Illa arenga a los militantes socialistas y les pide seguir con la "cabeza alta"
El presidente de la Generalitat de Cataluña, Salvador Illa, ha protagonizado este sábado el último Consejo Nacional del año del PSC, donde ha realizado un balance estratégico de un 2025 marcado por la consolidación de su Gobierno. En su intervención como primer secretario de la formación, Illa ha instado a sus compañeros a "mirarse al espejo con la cabeza alta" y sentirse orgullosos de ser militantes socialistas. No obstante, el president ha optado por omitir cualquier referencia a los escándalos que han afectado al PSOE y a la figura de Pedro Sánchez durante los últimos meses.
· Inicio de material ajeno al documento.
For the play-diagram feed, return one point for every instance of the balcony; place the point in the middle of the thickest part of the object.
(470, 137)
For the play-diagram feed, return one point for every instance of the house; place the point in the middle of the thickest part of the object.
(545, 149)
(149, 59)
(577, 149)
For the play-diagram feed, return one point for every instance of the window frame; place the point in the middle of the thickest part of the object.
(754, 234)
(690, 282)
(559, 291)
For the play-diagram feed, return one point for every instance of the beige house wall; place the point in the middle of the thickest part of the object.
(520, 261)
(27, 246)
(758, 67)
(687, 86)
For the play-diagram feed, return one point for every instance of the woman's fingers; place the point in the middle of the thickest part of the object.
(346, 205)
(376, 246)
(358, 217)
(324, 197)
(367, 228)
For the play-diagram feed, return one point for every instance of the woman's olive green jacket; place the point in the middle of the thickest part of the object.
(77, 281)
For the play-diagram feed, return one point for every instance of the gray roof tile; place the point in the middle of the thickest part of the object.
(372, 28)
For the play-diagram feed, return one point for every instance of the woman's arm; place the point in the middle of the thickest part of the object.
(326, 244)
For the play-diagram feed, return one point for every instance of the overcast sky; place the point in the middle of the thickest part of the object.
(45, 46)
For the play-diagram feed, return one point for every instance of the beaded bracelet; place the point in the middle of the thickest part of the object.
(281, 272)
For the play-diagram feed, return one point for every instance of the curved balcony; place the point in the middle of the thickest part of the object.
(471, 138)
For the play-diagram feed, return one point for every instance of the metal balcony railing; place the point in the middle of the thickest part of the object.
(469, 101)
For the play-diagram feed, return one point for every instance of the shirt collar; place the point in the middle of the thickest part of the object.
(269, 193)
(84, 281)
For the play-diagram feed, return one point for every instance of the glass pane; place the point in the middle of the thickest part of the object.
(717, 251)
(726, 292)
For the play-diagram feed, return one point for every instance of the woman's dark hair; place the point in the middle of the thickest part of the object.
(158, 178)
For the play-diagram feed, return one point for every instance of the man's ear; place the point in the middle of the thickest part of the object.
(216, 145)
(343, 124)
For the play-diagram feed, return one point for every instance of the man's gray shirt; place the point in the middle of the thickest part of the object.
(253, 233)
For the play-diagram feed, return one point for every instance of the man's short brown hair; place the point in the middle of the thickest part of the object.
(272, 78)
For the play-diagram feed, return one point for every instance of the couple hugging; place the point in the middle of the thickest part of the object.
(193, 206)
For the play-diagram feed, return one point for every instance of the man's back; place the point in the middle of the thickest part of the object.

Illa ha defendido firmemente las políticas del Ejecutivo central, destacando la robustez de la economía española y los progresos en vivienda, aunque matizando que todavía "falta mucho" por recorrer. De cara al futuro inmediato, ha prometido que a principios de 2026 se materializará la "financiación singular y solidaria". Este nuevo sistema, derivado del pacto con ERC para su investidura, ha sido objeto de críticas por parte de diversas comunidades autónomas lideradas por el PP e incluso por algunos barones socialistas. Ante este escenario, Illa ha asegurado que, pese al "ruido", su administración seguirá avanzando en este compromiso económico.
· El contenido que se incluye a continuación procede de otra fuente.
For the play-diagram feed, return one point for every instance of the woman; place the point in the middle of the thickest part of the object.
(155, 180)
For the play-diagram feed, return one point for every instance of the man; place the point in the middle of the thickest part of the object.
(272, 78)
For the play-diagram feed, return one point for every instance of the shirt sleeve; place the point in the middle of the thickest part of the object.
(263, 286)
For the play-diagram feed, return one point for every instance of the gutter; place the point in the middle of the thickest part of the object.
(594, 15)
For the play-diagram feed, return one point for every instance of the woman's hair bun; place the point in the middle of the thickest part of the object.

En el ámbito legislativo, el mandatario ha señalado que el 2026 será el año de la "plena aplicación de la amnistía", subrayando la importancia de que sea efectiva lo antes posible. Esta medida de "olvido penal" afecta directamente a la situación de Carles Puigdemont, cuyo caso sigue pendiente de resoluciones judiciales en Europa y en el Tribunal Constitucional. Finalmente, el president ha buscado proyectar una imagen de unidad institucional al reivindicar la herencia de sus predecesores. Illa ha elogiado la eficacia de José Montilla, la institucionalidad de Josep Tarradellas y el "catalanismo integrador" de Jordi Pujol. Asimismo, ha recordado a Pasqual Maragall, cuya idea de Cataluña era inseparable de su visión de España y Europa.
La estrategia de Salvador Illa se asemeja a la de un arquitecto que construye un puente en medio de una tormenta: mientras los vientos externos de la polémica política sacuden la estructura, él se concentra en asentar los pilares de la financiación y la amnistía para asegurar que la estabilidad se mantenga el próximo año.